Exam questions on labelling and media amplification of deviance.
1. Examine the relationship between deviance and labelling. (with relation to sociological theory) (12 marks)
Labelling theory is an aspect of the interactionist approach to crime and deviance. Interactionists reject structural causal explanations of crime and deviance put forward by functionalists and realists. They look instead at the way crime and deviance is socially constructed.
According to labelling theory criminal and deviant behaviour is socially constructed. Every society makes rules governing deviant behaviour and applies them in different ways. Prostitution is an example of this. If some behaviour can be deviant in one context but non-deviant in another it is not the quality of the act the person commits but the consequence of the application of rules and sanctions on to an ‘offender’. Criminals are different to non-criminals only when they are publically labelled as such by a control agency. Deviant behaviour is therefore behaviour that has been labelled.
Becker argues that social groups create deviance by making the rules whose infraction constitutes deviance and by applying those rules to particular people and labelling them as outsiders. The extent of deviance is also socially constructed.

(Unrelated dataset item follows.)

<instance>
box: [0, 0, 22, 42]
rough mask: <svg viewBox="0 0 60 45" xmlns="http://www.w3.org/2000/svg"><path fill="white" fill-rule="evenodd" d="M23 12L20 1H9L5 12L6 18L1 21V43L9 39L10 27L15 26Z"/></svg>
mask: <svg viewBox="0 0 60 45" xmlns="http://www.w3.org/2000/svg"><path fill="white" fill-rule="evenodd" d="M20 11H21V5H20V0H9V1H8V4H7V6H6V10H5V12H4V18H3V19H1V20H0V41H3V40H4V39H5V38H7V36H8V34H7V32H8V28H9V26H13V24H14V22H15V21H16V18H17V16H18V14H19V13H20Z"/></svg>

Becker claims that the amount and distribution of c/d in society is dependent on the processes of social interaction between the deviant and powerful agencies of social control. Whether a person is deviant depends on who has committed and who has observed the act, when and where the act was committed and the negotiations that take place between the different ‘social actors’. Powerless groups are more likely to be labelled than powerful. For example blacks are 5 times more likely to be stopped and searched by police than whites and more likely to be labelled schizophrenics by psychiatrists than whites.
Becker also argues that deviance can be amplified by the act of labelling. He argues that the labelled gain a master status e.g. paedophile, drug addict, which is so powerful that everything about that person is interpreted in the light of that label.
Once a person has been labelled deviant they are then segregated by that label (lose their job, friends, family), become an outsider associate with others who have been cast out which creates the effect that more people think of them as deviants. People react in a stronger way towards them and the ‘deviant’ continues to engage in behaviour that society expects from them. A self fulfilling prophecy is set into motion and the deviant may join a deviant sub-culture where their behaviour can be justified and supported.
Lemert supports Becker’s ideas on the consequence of labelling. He maintains that primary deviance which has not been labelled has few consequences for the individual. However, once deviance is labelled it becomes secondary and impacts on the individual through the process of gaining a master status and developing a self fulfilling prophecy.
Labelling is accepted by phenomenologists who focus on the individual motivations behind deviance and ethnomethodologists who view that deviance is based on subjective decision making and is hence a social construction.
However, the interactionist approach ignores the wider structural and cultural causes of crime and deviance, for example anomie and marginalisation.